Uncertainties of nonlinearly estimated parameters from incubations of soil organic matter

Parameters of first-order mineralization models are commonly estimated from incubation experiments by using nonlinear estimation techniques. The impact of incubation length and especially more or less small measurement errors on estimated mineralization parameters is largely unknown. The objective of this paper is to analyze the influence of errors in mineralization measurements on the nonlinearly estimated parameters, and to find out how the certainty of parameters can be enhanced. CO2 evolution from organic material (forest floor, L layer) of an acid sandy podzol under pine (Pinus silvestris L.) is taken as an example. For the nonlinear parameter estimation, Marquardt's method is used, and to evaluate uncertainties of estimated model parameters, Monte-Carlo simulations are performed. The results demonstrate that really small measurement errors in the order of random and unavoidable experimental errors may cause serious uncertainties (about 50%) in the estimated parameters.
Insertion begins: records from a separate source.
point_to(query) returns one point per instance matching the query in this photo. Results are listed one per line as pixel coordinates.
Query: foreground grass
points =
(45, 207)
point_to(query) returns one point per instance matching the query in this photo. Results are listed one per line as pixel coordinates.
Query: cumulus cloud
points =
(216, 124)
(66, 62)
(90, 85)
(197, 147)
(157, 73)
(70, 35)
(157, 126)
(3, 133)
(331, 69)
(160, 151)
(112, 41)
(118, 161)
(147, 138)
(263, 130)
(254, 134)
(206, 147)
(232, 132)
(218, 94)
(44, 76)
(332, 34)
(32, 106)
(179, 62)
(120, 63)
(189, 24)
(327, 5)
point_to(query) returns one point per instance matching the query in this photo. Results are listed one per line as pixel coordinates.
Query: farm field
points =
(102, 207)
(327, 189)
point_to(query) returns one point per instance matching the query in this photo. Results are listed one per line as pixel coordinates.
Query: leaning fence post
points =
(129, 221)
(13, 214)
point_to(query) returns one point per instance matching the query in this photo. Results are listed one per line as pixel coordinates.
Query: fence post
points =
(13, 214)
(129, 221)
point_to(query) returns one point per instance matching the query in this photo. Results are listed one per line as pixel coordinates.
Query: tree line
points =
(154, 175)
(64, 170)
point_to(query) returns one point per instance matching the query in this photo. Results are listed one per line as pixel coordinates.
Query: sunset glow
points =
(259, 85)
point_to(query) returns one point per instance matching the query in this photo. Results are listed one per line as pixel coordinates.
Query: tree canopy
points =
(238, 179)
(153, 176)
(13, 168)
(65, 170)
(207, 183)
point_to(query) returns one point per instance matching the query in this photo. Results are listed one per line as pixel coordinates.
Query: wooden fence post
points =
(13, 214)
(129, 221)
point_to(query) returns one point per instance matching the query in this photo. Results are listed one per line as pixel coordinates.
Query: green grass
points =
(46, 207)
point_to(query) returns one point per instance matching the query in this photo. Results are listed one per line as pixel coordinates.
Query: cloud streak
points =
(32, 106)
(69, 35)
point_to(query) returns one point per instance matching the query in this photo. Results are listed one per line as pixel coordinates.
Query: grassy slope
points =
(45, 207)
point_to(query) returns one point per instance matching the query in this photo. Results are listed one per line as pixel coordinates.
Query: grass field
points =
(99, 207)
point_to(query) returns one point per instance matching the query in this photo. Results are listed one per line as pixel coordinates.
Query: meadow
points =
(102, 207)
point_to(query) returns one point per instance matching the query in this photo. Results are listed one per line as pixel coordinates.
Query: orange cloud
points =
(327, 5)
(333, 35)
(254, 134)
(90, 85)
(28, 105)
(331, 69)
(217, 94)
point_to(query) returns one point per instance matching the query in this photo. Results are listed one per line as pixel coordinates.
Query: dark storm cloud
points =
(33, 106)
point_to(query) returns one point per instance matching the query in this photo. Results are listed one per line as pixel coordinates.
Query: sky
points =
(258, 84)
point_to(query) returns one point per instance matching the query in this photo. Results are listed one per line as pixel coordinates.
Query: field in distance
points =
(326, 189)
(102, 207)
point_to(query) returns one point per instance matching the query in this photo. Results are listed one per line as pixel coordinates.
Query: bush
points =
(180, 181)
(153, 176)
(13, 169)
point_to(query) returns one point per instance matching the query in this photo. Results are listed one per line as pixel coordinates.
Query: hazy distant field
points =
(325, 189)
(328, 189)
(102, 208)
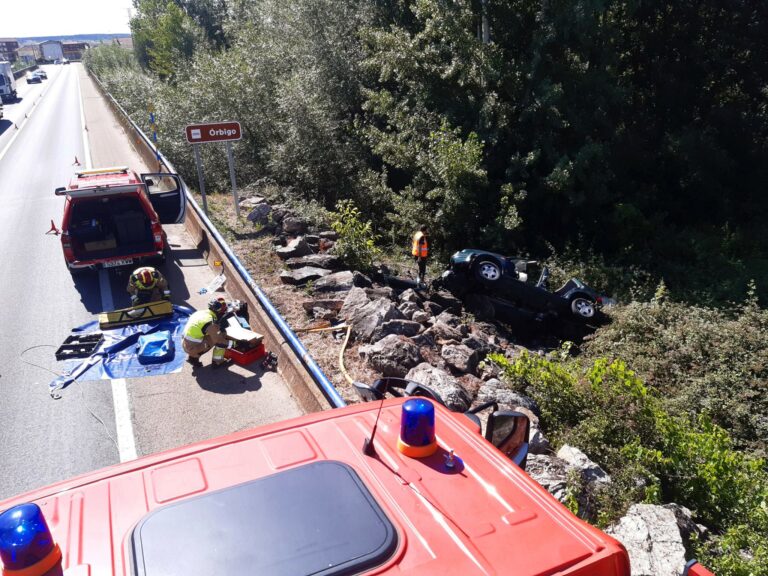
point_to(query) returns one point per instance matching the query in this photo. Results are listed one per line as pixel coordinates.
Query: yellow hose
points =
(341, 356)
(308, 330)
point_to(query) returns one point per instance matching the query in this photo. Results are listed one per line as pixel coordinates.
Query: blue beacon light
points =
(26, 543)
(417, 429)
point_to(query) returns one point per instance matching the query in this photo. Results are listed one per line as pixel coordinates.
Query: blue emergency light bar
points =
(26, 543)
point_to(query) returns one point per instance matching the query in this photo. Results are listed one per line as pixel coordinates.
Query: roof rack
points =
(95, 171)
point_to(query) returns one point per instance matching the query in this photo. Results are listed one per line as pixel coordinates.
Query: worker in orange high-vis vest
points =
(420, 252)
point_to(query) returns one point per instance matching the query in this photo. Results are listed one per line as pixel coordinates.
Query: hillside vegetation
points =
(624, 140)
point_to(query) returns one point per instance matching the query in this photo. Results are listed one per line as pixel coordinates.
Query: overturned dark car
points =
(505, 278)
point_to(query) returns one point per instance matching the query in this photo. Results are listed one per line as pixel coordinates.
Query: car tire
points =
(487, 271)
(583, 307)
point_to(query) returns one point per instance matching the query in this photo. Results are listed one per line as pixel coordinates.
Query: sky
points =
(63, 17)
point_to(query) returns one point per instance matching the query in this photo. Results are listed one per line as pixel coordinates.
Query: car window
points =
(162, 184)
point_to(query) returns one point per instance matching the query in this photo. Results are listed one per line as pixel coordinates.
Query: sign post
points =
(196, 148)
(232, 178)
(215, 132)
(153, 124)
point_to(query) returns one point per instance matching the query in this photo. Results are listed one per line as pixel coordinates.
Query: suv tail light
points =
(157, 234)
(66, 245)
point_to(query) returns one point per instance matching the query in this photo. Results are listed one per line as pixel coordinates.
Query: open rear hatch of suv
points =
(110, 226)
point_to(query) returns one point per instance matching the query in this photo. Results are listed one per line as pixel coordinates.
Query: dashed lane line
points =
(126, 441)
(27, 116)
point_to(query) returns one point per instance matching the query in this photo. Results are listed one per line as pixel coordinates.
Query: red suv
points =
(113, 217)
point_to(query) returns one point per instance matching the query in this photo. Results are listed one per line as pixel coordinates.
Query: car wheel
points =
(487, 271)
(582, 307)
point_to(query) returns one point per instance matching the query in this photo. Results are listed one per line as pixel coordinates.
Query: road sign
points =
(213, 132)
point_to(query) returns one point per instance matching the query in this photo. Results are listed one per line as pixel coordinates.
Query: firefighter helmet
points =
(218, 306)
(144, 278)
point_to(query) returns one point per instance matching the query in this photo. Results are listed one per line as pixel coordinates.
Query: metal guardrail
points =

Parameter uncertainties are the same for cumulative or rate measurements and models. The evaluations based on MonteCarlo simulations show that measurement accuracy and incubation length are key factors for the certainty of estimated parameters. Any decrease of measurement errors results in a disproportionate enhancement of parameter certainty. An increase of incubation length up to about 80 % of the time needed to reach 90 % of the maximum cumulative mineralization, t(90), is optimal to minimize parameter uncertainty. This optimal incubation length is commonly not known a priori because t(90) depends on the a priori unknown mineralization kinetics. A practical way for its determination is an accompanying estimation of the parameters while the incubation is going on, and the experiment may be terminated when incubation length has reached about 80% of the estimate of t(90).